KSIĄŻKA: "Dora. Rozpalony płomień"

Nakładem Wydawnictwa Apostolicum ukazała się książka "Dora. Rozpalony płomień", autorstwa Javiera Mediny.

Dora del Hoyo urodziła się w Boca de Huérgano (Hiszpania) w 1914 r. Po ukończeniu szkoły podstawowej zaczęła pracować jako pomoc domowa. Pracę tę wykonywała przez całe życie z profesjonalizmem i pasją, jeszcze na kilka tygodni przed śmiercią, która nastąpiła 10 stycznia 2004 r.

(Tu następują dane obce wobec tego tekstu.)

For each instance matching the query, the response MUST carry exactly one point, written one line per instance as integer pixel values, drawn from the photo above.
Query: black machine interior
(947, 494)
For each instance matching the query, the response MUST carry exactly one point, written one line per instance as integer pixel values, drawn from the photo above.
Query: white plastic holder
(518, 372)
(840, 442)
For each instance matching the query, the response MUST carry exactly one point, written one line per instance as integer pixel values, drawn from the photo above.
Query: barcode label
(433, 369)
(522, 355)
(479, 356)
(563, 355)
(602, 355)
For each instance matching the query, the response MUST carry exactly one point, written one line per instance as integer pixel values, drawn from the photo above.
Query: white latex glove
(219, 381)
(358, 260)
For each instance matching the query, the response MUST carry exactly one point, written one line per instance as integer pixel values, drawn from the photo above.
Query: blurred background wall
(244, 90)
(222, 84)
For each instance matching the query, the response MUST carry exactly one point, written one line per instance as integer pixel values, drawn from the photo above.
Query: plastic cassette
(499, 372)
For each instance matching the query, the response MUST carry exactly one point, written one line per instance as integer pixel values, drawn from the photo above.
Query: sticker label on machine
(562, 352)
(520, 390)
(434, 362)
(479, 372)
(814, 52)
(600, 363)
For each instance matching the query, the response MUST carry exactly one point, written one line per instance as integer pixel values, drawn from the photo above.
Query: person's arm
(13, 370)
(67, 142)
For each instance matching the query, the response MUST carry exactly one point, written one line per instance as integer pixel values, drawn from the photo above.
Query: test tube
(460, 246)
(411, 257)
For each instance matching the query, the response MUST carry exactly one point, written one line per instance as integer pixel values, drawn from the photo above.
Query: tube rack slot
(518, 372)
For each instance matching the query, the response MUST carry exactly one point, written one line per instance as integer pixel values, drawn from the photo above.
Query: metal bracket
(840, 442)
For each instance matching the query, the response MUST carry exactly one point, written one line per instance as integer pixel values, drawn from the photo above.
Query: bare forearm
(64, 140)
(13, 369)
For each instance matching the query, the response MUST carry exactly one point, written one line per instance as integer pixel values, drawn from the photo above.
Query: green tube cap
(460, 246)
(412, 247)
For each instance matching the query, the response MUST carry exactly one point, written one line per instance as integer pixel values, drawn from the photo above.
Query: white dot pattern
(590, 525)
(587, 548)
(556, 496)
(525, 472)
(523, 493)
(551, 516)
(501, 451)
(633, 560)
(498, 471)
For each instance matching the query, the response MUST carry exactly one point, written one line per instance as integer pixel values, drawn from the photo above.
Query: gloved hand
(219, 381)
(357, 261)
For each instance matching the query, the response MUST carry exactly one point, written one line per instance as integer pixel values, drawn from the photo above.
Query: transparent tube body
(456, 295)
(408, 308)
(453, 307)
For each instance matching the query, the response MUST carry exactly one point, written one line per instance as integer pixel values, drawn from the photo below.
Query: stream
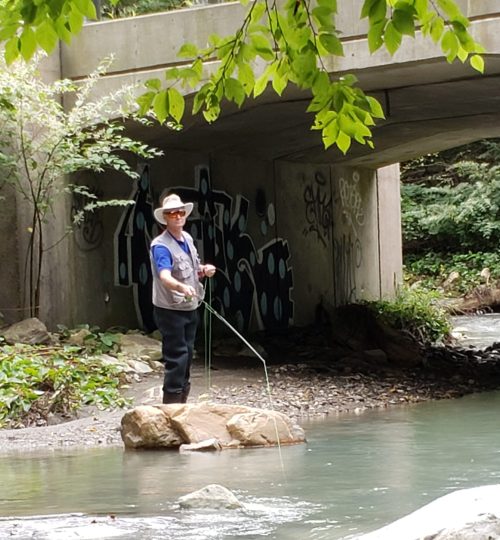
(355, 474)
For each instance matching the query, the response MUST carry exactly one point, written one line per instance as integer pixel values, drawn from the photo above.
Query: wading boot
(172, 397)
(185, 393)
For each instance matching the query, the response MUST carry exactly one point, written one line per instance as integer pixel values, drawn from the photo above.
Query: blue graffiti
(252, 287)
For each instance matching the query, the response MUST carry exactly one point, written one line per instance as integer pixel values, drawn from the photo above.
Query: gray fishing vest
(185, 270)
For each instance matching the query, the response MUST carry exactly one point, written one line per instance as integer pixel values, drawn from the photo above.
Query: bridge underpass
(293, 224)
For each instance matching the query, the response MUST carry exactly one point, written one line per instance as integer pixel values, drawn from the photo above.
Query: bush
(431, 269)
(417, 312)
(38, 380)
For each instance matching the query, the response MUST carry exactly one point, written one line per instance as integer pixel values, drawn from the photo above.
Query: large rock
(206, 421)
(467, 514)
(148, 427)
(212, 496)
(205, 426)
(30, 331)
(264, 428)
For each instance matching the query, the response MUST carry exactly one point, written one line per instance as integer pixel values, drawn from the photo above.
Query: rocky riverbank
(306, 372)
(307, 387)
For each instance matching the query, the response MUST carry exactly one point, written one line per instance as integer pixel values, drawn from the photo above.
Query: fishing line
(268, 386)
(207, 319)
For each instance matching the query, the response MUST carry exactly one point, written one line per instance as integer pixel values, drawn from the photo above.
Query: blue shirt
(163, 258)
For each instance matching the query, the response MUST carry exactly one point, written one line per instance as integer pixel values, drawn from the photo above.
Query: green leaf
(261, 82)
(378, 11)
(343, 142)
(449, 45)
(261, 45)
(200, 96)
(28, 43)
(332, 44)
(367, 6)
(176, 104)
(160, 106)
(234, 91)
(477, 62)
(279, 83)
(437, 29)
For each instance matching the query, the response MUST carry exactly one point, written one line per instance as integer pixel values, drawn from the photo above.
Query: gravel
(299, 390)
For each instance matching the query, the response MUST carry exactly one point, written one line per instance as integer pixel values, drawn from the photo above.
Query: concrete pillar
(10, 286)
(366, 233)
(390, 236)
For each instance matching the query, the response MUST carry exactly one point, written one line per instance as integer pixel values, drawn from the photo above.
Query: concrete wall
(10, 287)
(284, 237)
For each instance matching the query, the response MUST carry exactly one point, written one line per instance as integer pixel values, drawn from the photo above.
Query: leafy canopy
(292, 43)
(276, 44)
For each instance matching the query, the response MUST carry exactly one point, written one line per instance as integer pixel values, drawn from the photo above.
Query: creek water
(355, 474)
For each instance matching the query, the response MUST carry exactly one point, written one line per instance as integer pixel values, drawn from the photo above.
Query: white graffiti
(351, 201)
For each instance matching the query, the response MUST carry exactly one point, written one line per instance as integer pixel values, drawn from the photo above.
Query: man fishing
(177, 294)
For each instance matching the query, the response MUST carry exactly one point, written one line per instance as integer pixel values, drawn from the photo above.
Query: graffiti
(133, 236)
(318, 205)
(348, 256)
(251, 285)
(352, 203)
(89, 230)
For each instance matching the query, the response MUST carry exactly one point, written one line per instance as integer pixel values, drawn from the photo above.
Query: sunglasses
(175, 213)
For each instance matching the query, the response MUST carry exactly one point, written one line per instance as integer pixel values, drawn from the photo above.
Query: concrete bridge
(289, 224)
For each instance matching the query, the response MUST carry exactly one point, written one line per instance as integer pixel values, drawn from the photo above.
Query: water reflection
(356, 473)
(477, 331)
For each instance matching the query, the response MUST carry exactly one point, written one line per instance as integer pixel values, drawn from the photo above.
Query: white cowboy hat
(172, 202)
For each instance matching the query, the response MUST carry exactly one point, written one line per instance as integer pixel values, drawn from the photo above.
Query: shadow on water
(355, 474)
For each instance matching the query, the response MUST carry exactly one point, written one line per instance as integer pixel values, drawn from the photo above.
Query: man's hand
(188, 291)
(208, 270)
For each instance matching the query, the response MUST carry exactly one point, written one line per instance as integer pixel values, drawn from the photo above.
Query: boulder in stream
(225, 426)
(467, 514)
(213, 496)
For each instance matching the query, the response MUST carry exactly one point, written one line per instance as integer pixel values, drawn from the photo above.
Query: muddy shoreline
(302, 390)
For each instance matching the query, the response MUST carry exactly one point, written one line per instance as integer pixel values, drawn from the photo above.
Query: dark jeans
(178, 330)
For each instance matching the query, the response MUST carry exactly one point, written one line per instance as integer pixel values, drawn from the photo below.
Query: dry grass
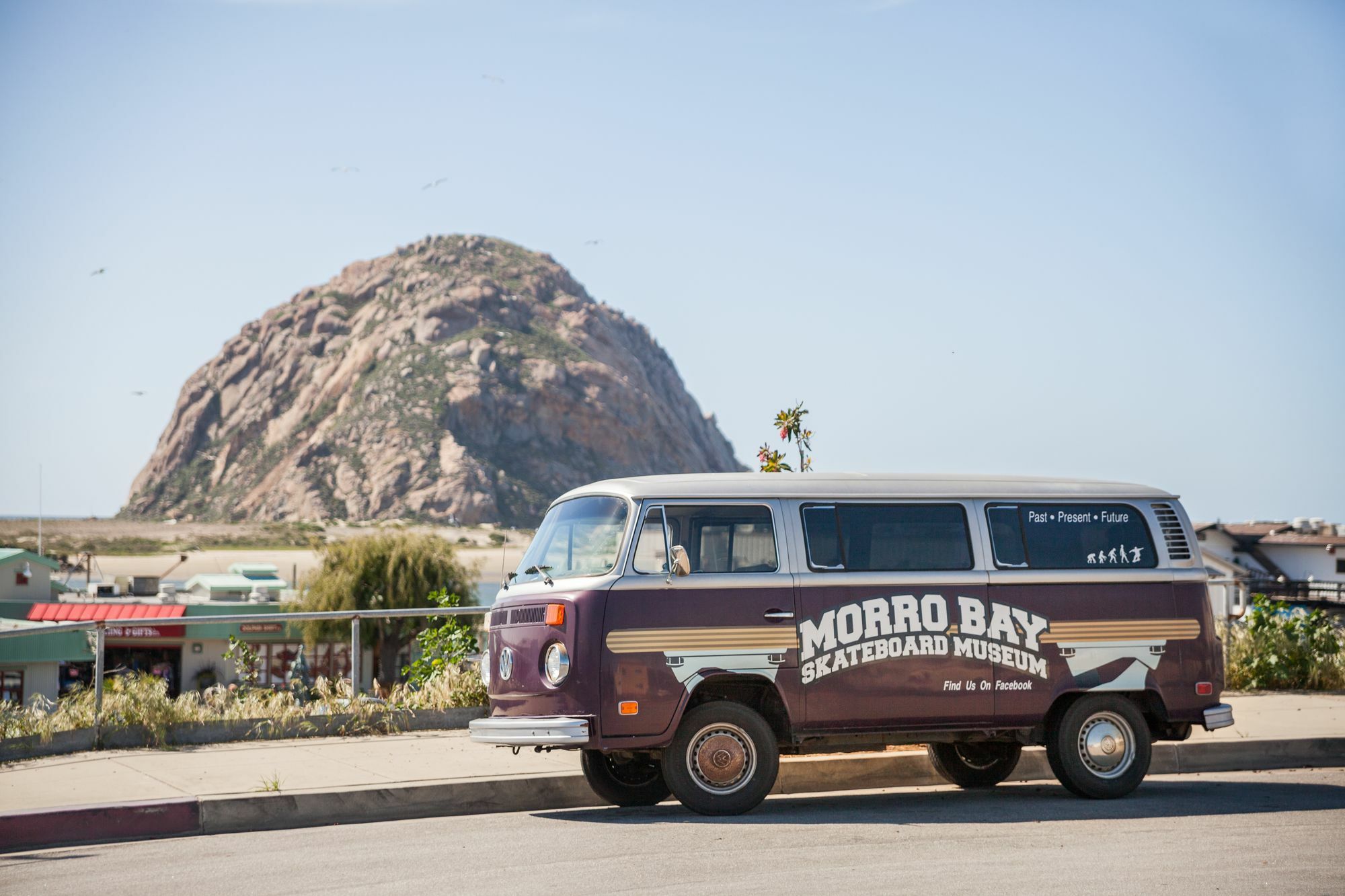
(131, 701)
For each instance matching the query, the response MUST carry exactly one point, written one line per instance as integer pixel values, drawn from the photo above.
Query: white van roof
(820, 486)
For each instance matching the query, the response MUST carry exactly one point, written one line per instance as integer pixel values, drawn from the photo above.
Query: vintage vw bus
(685, 631)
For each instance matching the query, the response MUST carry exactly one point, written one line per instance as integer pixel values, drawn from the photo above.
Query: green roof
(20, 553)
(46, 647)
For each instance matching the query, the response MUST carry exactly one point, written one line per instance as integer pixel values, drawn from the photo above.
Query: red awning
(93, 612)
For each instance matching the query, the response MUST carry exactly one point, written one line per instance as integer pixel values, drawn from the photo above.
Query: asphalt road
(1234, 833)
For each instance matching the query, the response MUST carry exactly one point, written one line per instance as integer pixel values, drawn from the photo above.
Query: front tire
(723, 760)
(1101, 747)
(977, 764)
(637, 780)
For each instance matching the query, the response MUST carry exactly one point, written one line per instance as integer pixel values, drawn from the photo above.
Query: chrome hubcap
(1106, 744)
(722, 758)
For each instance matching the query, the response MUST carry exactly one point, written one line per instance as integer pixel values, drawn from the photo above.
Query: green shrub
(1280, 647)
(443, 646)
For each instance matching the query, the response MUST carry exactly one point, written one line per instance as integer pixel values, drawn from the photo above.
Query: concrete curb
(568, 790)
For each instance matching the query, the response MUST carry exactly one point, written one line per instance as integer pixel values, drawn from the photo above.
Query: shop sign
(146, 631)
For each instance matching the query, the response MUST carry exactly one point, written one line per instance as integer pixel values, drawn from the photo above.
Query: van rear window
(887, 537)
(1070, 537)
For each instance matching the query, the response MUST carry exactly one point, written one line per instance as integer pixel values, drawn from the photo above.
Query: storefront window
(11, 686)
(330, 659)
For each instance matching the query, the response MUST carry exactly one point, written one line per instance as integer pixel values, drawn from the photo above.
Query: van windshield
(580, 537)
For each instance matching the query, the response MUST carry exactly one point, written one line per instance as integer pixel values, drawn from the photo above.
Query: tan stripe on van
(637, 641)
(1122, 630)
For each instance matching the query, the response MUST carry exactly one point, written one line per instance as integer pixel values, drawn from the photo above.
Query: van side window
(650, 556)
(1007, 536)
(720, 538)
(1070, 537)
(887, 537)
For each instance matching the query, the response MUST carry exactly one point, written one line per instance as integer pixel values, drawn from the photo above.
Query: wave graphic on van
(1089, 646)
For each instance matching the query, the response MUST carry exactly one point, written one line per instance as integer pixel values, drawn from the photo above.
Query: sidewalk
(439, 758)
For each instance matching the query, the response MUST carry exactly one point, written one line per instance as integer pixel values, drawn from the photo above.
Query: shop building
(243, 581)
(162, 641)
(25, 575)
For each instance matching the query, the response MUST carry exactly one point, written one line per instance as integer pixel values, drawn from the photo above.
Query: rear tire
(723, 760)
(625, 782)
(1101, 747)
(977, 764)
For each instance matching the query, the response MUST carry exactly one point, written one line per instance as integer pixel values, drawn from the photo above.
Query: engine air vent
(1174, 533)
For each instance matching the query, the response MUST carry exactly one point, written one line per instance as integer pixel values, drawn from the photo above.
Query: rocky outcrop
(459, 377)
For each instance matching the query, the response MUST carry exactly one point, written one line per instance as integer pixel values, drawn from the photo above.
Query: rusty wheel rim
(722, 758)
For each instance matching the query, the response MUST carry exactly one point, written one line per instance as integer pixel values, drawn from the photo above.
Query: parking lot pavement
(1237, 831)
(326, 763)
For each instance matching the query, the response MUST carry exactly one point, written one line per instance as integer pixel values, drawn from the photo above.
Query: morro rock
(459, 377)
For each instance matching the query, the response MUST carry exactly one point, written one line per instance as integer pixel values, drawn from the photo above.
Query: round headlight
(558, 663)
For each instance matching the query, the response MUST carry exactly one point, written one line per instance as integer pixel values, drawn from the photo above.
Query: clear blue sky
(1066, 239)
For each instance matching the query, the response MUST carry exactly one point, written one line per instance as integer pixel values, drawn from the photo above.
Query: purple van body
(1149, 634)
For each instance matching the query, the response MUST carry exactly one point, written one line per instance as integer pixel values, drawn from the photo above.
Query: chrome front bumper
(1221, 716)
(531, 731)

Była pierwszą kobietą, która poświęciła się zawodowo pracom domowym w ośrodkach Opus Dei. W grudniu 1946 r. przeniosła się do Rzymu, gdzie pracowała z kobietami z wielu krajów u boku założyciela Opus Dei, św. Josemaríi Escrivy, i bł. Álvara del Portillo.

Dora w Rzymie

Prace domowe są fundamentalne dla rodziny, a zatem dla każdego człowieka i dla całego społeczeństwa. „Rodzina jest najbliższym szpitalem: kiedy ktoś jest chory, tam się go leczy, dopóki można. Rodzina jest pierwszą szkołą dla dzieci, niezbędnym punktem odniesienia dla ludzi młodych, najlepszym schronieniem dla osób starszych. Rodzina jest wielkim «bogactwem społecznym», którego inne instytucje nie mogą zastąpić” (Franciszek, 6 lipca 2015 r.). Dora była przekonana, że realizację wielkich ideałów budowania szczęśliwego społeczeństwa powinno się rozpoczynać od ogniska domowego, a codzienna troska o domowe obowiązki przyczynia się do tworzenia rodzinnej atmosfery, pełnej harmonii i dobrego humoru.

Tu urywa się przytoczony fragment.